Over his years of ministry, Bob Holmes held various positions of leadership within the national Fellowship. Most notably, from 1981 to 1984, he served as Secretary of what is now known as Fellowship International.  The Holmes’ came to Fellowship International from a fruitful ministry in Central Baptist Church in Victoria, British Columbia, to serve alongside the father of the Fellowship’s missionary movement, Dr. W. H. MacBain. Bob came with an impressive resume as a pastor, counselor, preacher and administrator. By the time he took on the position of Secretary he had also served on the then Fellowship Baptist Foreign Mission Board and had already visited several mission fields so was no stranger to missions or missionaries. His personal passion for souls as a pastor easily transferred to a passion for overseas missions and missionaries.

As a ministry team, Bob and Jean Holmes were the gentlest and kindest of couples. Their compassion and sensitivity to the needs of the missionaries of Fellowship International gained fame quickly. Bob also had a fascination with the ham radio. He had a couple of friends in Ontario who were enthusiasts and regularly communicated with the Colombian missionaries through Clare Palsky, who was also a ham radio operator. Every Tuesday and Thursday morning at 9:00 a.m. a call from VE3GCL in Don Mills from HK4NAD in Colombia, was relayed to the Fellowship office so that twice a week direct communication and reporting took place. It seems strange in today’s world of instant networking but it was big stuff in the 80s.

Bob Holmes leaves behind his wife of 58 years, Jean, five children and twelve grandchildren. He will be greatly missed by his family and by all those whose lives that “gentle giant” has touched over the years of his earthly sojourn.  



Frank Leon Pickering

Memorial images - Pickering, FrankThe passing of Frank Pickering into the presence of the Lord on February 16, 2012, holds special significance for Fellowship International and, in fact, for the Fellowship itself. Fellowship International celebrates its 50th Anniversary this year.
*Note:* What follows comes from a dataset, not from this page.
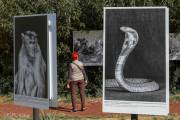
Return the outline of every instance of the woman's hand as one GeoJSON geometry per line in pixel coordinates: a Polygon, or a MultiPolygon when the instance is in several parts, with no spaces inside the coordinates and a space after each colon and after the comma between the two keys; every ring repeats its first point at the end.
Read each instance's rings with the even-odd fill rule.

The Fellowship of Evangelical Baptist Churches in Canada is 60 years old. And Frank Pickering was an integral part of the beginning of the movement before those “beginnings” actually began.

Frank and Marion went out to Japan in 1952 to serve as missionaries under the umbrella of the Regular Baptist Churches of British Columbia. They were the founders of the Takaoka Baptist Church and instrumental in the beginning of churches in Fushiki, Fukuno and Shinminato.

When Fellowship International came into being in 1962, Frank and Marion were already veteran missionaries. When the B.C. Baptists joined the National Fellowship in 1965, Frank and Marion came into the Fellowship family with a wealth of experience to share with the newly-birthed mission agency, and with a track record of faithful service to share among the churches of the Fellowship.

When he retired in 1992, Frank continued to be the catalyst for missions in the church where he and Marion fellowshipped, Victory Baptist in Newmarket, ON. His quiet, unassuming personality encompassed a steadfast, persistent and patient heart—essential ingredients in ministry. In an address that he delivered to the congregation at Victory, Frank said: “…there are churches, at least half a dozen, as a result of our combined missionary efforts…You might say, ‘well, half a dozen isn’t much. With so many opportunities and so much prayer support and nearly forty years and other missionaries, why not more?’ Well, I don’t have the final answer, but I know what Jesus told us to say, in Luke 17:10, ‘So you also, when you have done everything you were told to do, should say, We are unworthy servants; we have only done our duty’…. And one’s duty may sound uninteresting but, when you are trying to do the Lord’s will, wherever and whatever it is, what a pleasure, what a thrill, how very satisfying! ‘Trust and obey. There is no other way.’”*

And that is what Frank Pickering did.

Frank and Marion were married for 61 years and are the parents of Nancy, Joyce, Dorothy and John.

*Trust and Obey, Text: John H. Sammis, 1846-1919. Music: Daniel B. Towner, 1850-1919.